You may have heard the town or developers talking about “TIF” zones. TIF stands for “Tax Increment Financing”.
In a TIF zone, the extra realization of property taxes meant for the community as a whole are instead, targeted to fund ONLY the TIF-designated area within the community.
You can read a definition of TIF here, as well as read about the potential drawbacks to the taxpayers.
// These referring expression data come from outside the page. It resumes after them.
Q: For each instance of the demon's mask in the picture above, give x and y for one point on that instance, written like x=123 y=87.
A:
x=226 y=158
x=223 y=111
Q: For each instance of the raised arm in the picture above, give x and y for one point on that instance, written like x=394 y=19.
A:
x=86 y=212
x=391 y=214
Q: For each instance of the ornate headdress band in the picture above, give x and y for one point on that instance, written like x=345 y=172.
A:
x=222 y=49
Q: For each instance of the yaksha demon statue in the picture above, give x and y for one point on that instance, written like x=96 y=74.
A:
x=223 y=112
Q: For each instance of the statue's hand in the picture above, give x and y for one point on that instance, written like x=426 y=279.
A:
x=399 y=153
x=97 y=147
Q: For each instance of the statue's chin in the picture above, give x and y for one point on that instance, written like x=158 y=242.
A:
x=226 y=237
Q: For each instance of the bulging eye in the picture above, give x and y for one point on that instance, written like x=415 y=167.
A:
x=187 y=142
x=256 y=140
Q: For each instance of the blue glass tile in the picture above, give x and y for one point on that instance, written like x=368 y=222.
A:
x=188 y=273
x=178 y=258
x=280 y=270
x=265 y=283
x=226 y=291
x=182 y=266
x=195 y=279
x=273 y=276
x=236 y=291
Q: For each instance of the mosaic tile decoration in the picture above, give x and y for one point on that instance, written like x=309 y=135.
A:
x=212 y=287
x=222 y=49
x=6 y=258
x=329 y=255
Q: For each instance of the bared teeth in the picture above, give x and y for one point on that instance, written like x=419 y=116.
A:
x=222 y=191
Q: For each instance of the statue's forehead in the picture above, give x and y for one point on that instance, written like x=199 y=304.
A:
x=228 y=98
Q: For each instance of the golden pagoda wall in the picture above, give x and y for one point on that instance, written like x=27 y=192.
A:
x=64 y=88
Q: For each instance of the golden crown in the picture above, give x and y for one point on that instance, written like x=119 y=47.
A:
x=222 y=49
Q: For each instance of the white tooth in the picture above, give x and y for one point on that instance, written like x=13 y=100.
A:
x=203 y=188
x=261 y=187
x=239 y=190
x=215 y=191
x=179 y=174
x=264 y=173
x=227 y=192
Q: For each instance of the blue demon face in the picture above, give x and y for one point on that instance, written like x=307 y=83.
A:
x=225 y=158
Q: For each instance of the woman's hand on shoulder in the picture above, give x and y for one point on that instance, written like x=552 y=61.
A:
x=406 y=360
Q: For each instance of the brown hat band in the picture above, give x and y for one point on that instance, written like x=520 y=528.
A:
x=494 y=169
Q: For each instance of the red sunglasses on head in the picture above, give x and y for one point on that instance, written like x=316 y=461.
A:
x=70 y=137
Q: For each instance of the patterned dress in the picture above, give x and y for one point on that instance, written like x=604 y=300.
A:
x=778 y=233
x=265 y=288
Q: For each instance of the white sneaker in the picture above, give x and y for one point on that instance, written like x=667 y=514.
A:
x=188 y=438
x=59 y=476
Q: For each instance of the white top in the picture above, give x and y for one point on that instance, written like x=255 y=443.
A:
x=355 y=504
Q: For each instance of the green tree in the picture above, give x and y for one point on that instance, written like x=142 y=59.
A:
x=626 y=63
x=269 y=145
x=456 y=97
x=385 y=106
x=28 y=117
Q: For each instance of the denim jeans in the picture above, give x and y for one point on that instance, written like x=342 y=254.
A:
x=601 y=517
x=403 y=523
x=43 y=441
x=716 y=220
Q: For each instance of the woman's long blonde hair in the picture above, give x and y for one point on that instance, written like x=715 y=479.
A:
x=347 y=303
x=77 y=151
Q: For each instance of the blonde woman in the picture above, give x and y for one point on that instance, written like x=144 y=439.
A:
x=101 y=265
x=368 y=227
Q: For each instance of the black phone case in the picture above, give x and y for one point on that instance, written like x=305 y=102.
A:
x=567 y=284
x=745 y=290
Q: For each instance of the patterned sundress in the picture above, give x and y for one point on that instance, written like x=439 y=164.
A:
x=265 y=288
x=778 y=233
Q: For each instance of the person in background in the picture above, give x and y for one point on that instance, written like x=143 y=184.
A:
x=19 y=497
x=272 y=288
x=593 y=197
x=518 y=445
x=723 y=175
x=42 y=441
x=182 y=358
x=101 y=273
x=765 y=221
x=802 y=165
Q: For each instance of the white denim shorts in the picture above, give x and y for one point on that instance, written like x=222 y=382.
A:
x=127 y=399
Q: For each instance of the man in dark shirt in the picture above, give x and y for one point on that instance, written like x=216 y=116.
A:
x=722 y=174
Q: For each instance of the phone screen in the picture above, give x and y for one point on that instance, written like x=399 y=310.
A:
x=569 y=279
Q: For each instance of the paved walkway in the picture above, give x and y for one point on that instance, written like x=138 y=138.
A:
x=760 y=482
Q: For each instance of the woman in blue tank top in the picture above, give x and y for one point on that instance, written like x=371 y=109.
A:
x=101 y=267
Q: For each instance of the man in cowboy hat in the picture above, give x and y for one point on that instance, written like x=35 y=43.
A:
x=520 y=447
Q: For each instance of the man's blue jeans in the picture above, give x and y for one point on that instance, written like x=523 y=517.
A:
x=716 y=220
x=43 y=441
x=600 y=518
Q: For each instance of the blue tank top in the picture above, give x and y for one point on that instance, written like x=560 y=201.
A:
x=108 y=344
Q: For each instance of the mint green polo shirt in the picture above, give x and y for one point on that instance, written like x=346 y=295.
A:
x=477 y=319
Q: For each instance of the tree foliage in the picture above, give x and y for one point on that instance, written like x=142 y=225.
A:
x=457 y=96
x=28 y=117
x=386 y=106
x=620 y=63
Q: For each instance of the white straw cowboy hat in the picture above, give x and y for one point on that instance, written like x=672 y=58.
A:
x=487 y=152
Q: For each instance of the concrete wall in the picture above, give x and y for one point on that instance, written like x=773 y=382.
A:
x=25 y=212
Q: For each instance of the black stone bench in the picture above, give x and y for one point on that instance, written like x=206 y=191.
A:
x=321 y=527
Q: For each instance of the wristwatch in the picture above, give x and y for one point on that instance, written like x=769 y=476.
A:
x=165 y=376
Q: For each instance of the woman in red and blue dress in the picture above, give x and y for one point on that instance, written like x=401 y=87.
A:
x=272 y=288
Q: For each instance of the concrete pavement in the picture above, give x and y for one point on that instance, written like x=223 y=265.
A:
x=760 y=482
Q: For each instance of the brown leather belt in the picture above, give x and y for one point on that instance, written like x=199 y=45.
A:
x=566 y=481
“Some criticize TIF, saying it results in taxpayer subsidies for private business. That’s because TIF projects often include property tax rebates for developers as an incentive to develop the neighborhood targeted for renewal. Another complaint about TIF is that it can happen behind closed doors, without public input or say-so such as you would get if the city’s residents voted on bonds for the same project. Finally, critics also say that TIF leaves taxpayers vulnerable if developers change their mind or back out of the project. In that case, taxpayers could be on the hook without the option to share in the profits developers would earn.”
Some would argue that a TIF is unconstitutional under NH law:
[Art.] 12. [Protection and Taxation Reciprocal.] Every member of the community has a right to be protected by it, in the enjoyment of his life, liberty, and property; he is therefore bound to contribute his share in the expense of such protection, and to yield his personal service when necessary. But no part of a man’s property shall be taken from him, or applied to public uses, without his own consent, or that of the representative body of the people. Nor are the inhabitants of this State controllable by any other laws than those to which they, or their representative body, have given their consent. ~ June 2, 1784
If “he is therefore bound to contribute his share”, how does everyone “share” what stays in only one part of town?